Saudi Arabia is making progress in implementing its economic reforms and the kingdom’s decision to slow the pace of fiscal adjustments is correct as the Arab world’s biggest economy continues to recover after a contraction last year, the IMF managing director Christine Lagarde, said.
“The [Saudi] authorities are continuing to make good progress in implementing their ambitious reform agenda,” Ms Lagarde said after meeting with Saudi Arabia’s Crown Prince Mohammed bin Salman in Washington late Friday. “The decision to slow the pace of fiscal adjustment, as was set out in the 2018 budget, is appropriate.”
Ms Lagarde and Prince Salman discussed some of the recent economic development in Saudi Arabia and the ongoing economic reforms, including the introduction of VAT and the government’s push to open up and include more women in the economy. The Washington-based organisation expects the country’s real gross domestic product - GDP adjusted for inflation – growth to pick-up this year.
The IMF in January raised its economic growth forecasts for Saudi Arabia, the world’s biggest crude exporter, as the price of oil firmed after a three-year slump. Brent crude recorded its fourth weekly gain on Friday rising to $70 a barrel. The IMF expects Saudi GDP to grow 1.6 per cent in 2018, compared with its earlier 1.1 per cent estimate. Riyadh, however, estimates that Saudi economy will expand by 2.7 per cent in 2018.

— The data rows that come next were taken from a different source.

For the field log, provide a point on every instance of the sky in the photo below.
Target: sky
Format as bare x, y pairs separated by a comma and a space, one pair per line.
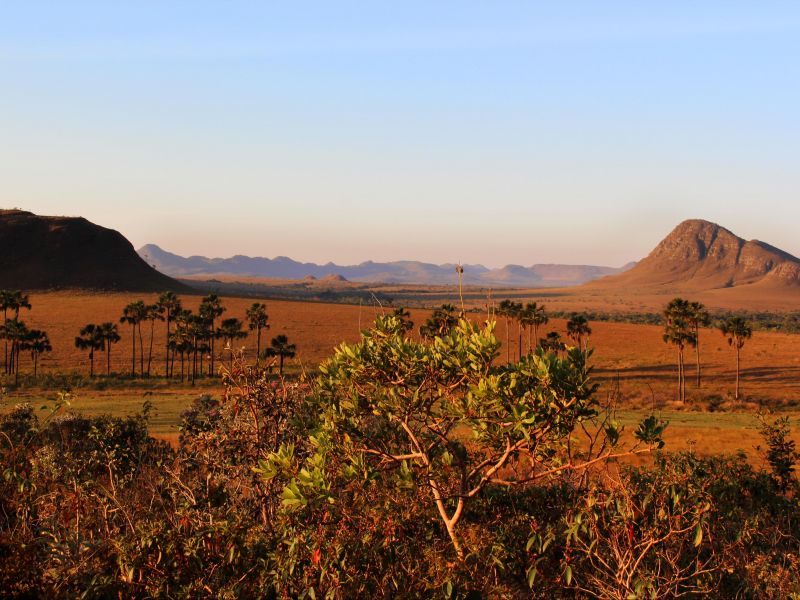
482, 132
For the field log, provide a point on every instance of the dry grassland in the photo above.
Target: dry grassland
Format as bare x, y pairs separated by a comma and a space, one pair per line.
629, 358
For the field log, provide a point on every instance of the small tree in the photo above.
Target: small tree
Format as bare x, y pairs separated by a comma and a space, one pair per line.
680, 332
440, 322
91, 339
281, 348
37, 343
210, 310
577, 329
133, 314
168, 305
698, 317
229, 330
12, 300
737, 331
257, 320
110, 334
441, 419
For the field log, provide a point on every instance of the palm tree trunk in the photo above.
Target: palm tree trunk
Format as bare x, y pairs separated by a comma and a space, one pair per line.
5, 323
508, 343
150, 351
211, 366
166, 349
697, 352
133, 350
141, 352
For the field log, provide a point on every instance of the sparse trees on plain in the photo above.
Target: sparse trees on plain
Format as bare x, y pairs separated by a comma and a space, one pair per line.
37, 343
133, 314
281, 348
578, 329
12, 300
91, 339
169, 305
679, 332
229, 330
257, 320
737, 331
698, 317
210, 310
440, 322
534, 316
110, 334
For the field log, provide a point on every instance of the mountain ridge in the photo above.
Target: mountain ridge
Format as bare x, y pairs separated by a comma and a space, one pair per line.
402, 272
55, 252
701, 255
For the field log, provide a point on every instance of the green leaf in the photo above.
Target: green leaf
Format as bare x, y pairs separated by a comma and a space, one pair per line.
698, 535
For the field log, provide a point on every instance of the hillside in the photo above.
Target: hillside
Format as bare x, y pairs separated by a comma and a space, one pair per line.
699, 255
38, 252
398, 272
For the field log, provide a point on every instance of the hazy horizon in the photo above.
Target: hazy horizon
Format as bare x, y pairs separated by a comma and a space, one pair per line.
510, 133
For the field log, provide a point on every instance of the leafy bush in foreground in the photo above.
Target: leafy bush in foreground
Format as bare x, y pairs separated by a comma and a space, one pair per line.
407, 470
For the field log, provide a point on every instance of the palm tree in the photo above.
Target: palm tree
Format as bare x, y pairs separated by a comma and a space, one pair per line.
281, 348
110, 334
91, 339
738, 331
12, 300
229, 330
440, 323
133, 315
678, 333
577, 328
532, 317
37, 343
14, 331
506, 309
153, 313
168, 305
552, 342
210, 310
181, 340
698, 317
257, 320
518, 314
405, 318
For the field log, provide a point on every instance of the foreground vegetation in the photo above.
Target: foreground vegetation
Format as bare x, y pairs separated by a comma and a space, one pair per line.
407, 468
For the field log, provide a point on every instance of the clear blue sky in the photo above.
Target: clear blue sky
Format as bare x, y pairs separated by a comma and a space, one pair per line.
492, 132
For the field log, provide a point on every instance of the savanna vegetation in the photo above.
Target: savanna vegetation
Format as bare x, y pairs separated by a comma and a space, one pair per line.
404, 466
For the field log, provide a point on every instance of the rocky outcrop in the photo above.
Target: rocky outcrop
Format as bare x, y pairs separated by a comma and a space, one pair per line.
39, 252
699, 254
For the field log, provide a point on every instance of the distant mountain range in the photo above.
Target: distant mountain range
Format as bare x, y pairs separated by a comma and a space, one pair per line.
700, 255
38, 252
403, 272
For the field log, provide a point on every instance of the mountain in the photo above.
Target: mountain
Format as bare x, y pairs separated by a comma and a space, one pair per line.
403, 272
700, 255
39, 252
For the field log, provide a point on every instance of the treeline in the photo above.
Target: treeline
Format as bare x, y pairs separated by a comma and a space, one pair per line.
192, 340
788, 322
407, 468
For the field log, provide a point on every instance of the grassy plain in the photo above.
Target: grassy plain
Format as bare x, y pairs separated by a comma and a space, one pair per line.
629, 359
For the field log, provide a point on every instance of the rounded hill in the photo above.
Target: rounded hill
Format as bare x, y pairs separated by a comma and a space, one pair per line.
38, 252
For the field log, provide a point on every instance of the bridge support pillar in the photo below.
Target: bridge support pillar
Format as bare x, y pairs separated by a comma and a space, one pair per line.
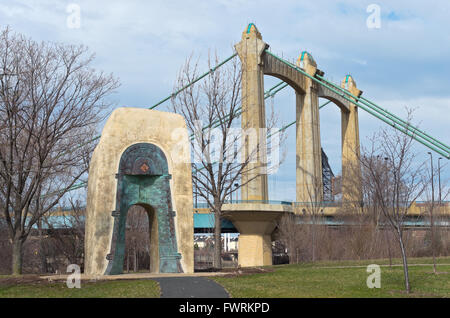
255, 223
351, 168
309, 185
250, 51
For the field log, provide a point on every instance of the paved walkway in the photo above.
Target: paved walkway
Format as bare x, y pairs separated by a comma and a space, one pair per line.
133, 276
383, 265
190, 287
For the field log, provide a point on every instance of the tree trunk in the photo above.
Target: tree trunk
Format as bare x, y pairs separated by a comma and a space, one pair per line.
405, 263
217, 261
17, 256
433, 248
389, 247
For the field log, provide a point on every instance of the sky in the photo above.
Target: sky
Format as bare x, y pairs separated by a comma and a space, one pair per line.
405, 62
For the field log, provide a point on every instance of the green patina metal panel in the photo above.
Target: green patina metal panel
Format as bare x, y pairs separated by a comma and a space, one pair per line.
143, 179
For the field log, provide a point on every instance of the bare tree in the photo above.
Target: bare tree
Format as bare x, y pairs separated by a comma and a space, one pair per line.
211, 110
51, 100
399, 186
64, 233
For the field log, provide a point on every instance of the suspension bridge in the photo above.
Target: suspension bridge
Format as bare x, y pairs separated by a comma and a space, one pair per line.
254, 215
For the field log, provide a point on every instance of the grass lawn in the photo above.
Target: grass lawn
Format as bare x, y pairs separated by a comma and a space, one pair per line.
100, 289
310, 280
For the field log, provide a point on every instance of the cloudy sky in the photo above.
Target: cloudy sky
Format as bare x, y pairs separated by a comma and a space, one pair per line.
405, 62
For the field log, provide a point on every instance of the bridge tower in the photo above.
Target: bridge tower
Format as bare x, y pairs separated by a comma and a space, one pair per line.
351, 168
250, 51
309, 183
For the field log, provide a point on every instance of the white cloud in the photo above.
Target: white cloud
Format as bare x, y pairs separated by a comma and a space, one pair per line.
146, 42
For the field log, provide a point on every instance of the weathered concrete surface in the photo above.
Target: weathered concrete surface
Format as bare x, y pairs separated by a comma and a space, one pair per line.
250, 50
255, 223
351, 168
309, 185
125, 127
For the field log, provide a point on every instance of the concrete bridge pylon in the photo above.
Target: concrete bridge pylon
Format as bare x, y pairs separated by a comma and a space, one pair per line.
250, 50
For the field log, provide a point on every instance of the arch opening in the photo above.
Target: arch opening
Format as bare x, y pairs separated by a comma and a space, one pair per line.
144, 181
141, 239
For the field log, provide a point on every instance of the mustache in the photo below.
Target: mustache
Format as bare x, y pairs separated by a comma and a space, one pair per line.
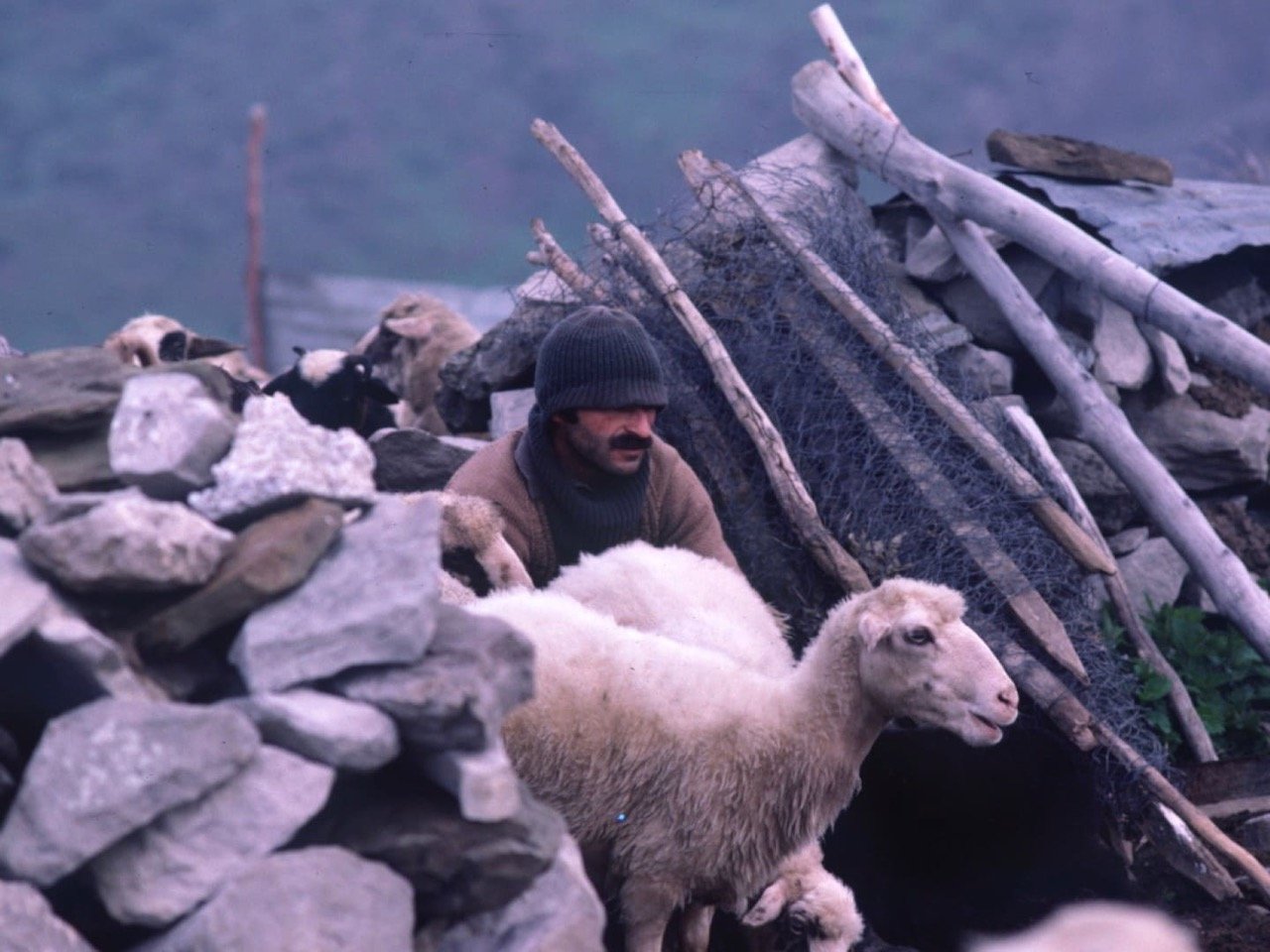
629, 440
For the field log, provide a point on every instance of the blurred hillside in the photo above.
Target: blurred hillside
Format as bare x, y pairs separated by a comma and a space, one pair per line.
398, 139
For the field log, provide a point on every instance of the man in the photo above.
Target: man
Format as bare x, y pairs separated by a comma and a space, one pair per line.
588, 472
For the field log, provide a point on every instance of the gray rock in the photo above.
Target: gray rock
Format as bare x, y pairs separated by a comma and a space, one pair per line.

Saudi Arabia, which has slowed fiscal adjustments by pushing the deadline of eliminating deficit from 2020 to 2023, aims to radically change its hydrocarbons-dependent economy and cut dependence on oil revenue to fuel growth as part of its Vision 2030 which seeks to revamp the country. Reform efforts include a reduction of subsidies on fuel and electricity and the implementation of a 5 per cent VAT to generate alternative revenue streams. Riyadh also plans to unlock value in some of the state assets, including Saudi Aramco, by part-privatising them or sell minority shares to public.
The 5 per cent listing of Saudi Aramco, slated for this year, at the government's $2 trillion valuation may raise $100 billion. "The fact that the fiscal adjustment is shifted from 2020 to 2023 and 2025 for some areas is positive," said Monica Malik, chief economist at Abu Dhabi Commercial Bank. "It provides wider timeframe for the economy to make adjustments to the fiscal reforms. The higher oil prices are also very supportive and allow a more gradual pace of fiscal reforms than say if oil had stayed at the levels seen in 2016."

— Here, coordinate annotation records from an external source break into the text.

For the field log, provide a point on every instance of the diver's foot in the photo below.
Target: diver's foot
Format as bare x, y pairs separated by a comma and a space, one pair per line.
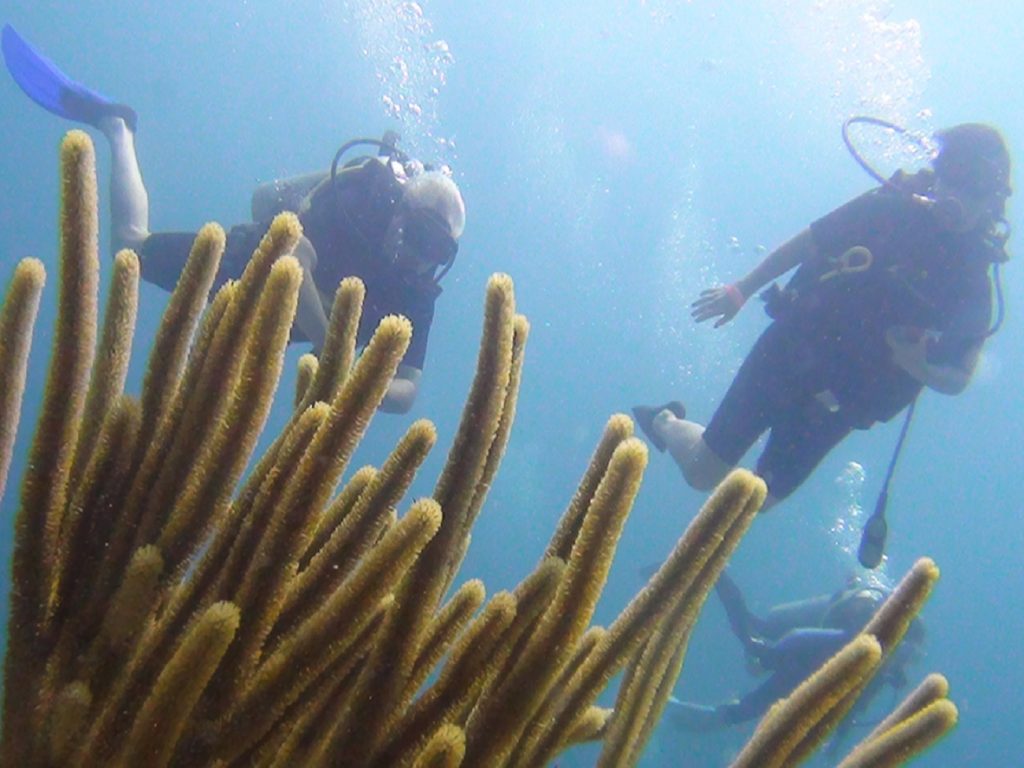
645, 416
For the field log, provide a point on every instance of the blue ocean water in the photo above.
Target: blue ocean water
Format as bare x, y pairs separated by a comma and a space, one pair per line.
616, 157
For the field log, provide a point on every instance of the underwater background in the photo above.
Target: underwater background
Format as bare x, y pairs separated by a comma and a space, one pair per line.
616, 158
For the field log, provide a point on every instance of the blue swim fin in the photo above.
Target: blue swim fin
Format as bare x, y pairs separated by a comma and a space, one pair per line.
43, 82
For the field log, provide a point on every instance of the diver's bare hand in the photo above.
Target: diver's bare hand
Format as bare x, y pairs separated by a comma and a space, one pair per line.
723, 302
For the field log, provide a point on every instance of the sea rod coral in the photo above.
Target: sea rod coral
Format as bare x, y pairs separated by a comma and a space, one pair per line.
170, 607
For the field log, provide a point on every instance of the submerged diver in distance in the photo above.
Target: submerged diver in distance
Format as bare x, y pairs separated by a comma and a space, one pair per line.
791, 642
891, 294
385, 219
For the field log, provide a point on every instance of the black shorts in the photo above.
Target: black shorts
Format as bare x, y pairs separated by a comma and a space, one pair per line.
163, 255
774, 390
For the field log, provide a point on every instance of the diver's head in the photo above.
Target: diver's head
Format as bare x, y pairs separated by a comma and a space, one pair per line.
427, 223
972, 176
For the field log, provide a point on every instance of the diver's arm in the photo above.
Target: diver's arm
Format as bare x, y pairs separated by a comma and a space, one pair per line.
309, 314
909, 351
401, 391
725, 301
788, 255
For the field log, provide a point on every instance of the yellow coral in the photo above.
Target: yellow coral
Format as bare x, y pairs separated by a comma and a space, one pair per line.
162, 616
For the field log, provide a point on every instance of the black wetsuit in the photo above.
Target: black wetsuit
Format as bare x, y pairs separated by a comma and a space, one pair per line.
828, 335
346, 226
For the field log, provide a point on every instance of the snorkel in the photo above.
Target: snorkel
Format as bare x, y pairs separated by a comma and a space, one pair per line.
441, 250
948, 209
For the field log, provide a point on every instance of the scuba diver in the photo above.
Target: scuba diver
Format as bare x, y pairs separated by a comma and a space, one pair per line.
892, 294
385, 219
791, 642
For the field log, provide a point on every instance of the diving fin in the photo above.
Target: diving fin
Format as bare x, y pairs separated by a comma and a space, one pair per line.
644, 416
43, 82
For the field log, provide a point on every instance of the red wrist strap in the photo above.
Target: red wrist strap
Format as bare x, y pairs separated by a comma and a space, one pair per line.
735, 295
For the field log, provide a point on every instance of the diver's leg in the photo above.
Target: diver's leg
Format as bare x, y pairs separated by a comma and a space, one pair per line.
693, 717
797, 443
745, 626
129, 201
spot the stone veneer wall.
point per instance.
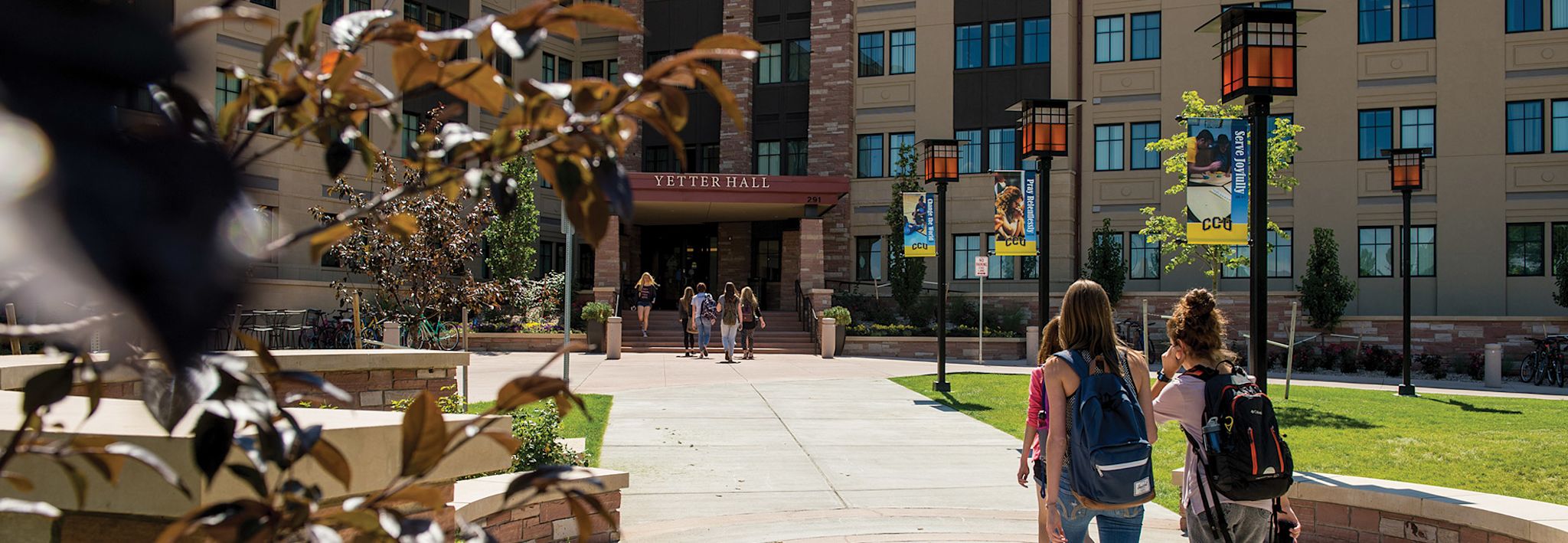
(550, 522)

The government which is boosting spending this year through its biggest-ever expansionary budget is also striving to get women to play a greater role in the economy.

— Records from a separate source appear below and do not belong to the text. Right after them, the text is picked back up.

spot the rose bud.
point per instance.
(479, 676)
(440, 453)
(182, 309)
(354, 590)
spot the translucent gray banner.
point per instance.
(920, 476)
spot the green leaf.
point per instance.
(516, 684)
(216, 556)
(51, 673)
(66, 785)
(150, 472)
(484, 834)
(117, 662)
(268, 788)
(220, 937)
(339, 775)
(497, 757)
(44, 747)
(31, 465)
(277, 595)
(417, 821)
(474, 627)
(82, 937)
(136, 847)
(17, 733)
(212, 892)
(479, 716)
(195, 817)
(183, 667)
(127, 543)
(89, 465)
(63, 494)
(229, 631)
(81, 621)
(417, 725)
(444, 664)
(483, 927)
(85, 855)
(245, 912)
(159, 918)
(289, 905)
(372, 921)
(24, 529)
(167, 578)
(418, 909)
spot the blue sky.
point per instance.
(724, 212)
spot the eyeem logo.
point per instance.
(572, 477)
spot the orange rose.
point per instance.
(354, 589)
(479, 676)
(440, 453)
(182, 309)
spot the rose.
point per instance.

The Saudi crown prince, who is driving the economic and social transformation agenda, is currently on a three-week official US tour. He has already met the President Donald Trump and senior members of his administration.
Officials travelling with Prince Salman are also meeting with investment banks that include JPMorgan Chase, Morgan Stanley, Goldman Sachs, Citigroup and Bank of America, Saudi Finance Minister Mohammed Al-Jadaan said last week. The Saudi delegation is also expected to visit Boston, New York, Seattle, San Francisco, Los Angeles and Houston on a trip scheduled to last through April 7.
The Saudi delegation will visit American companies in several industries including entertainment, technology and banking. Saudi officials are already in talks for investments in US infrastructure and technology, he said.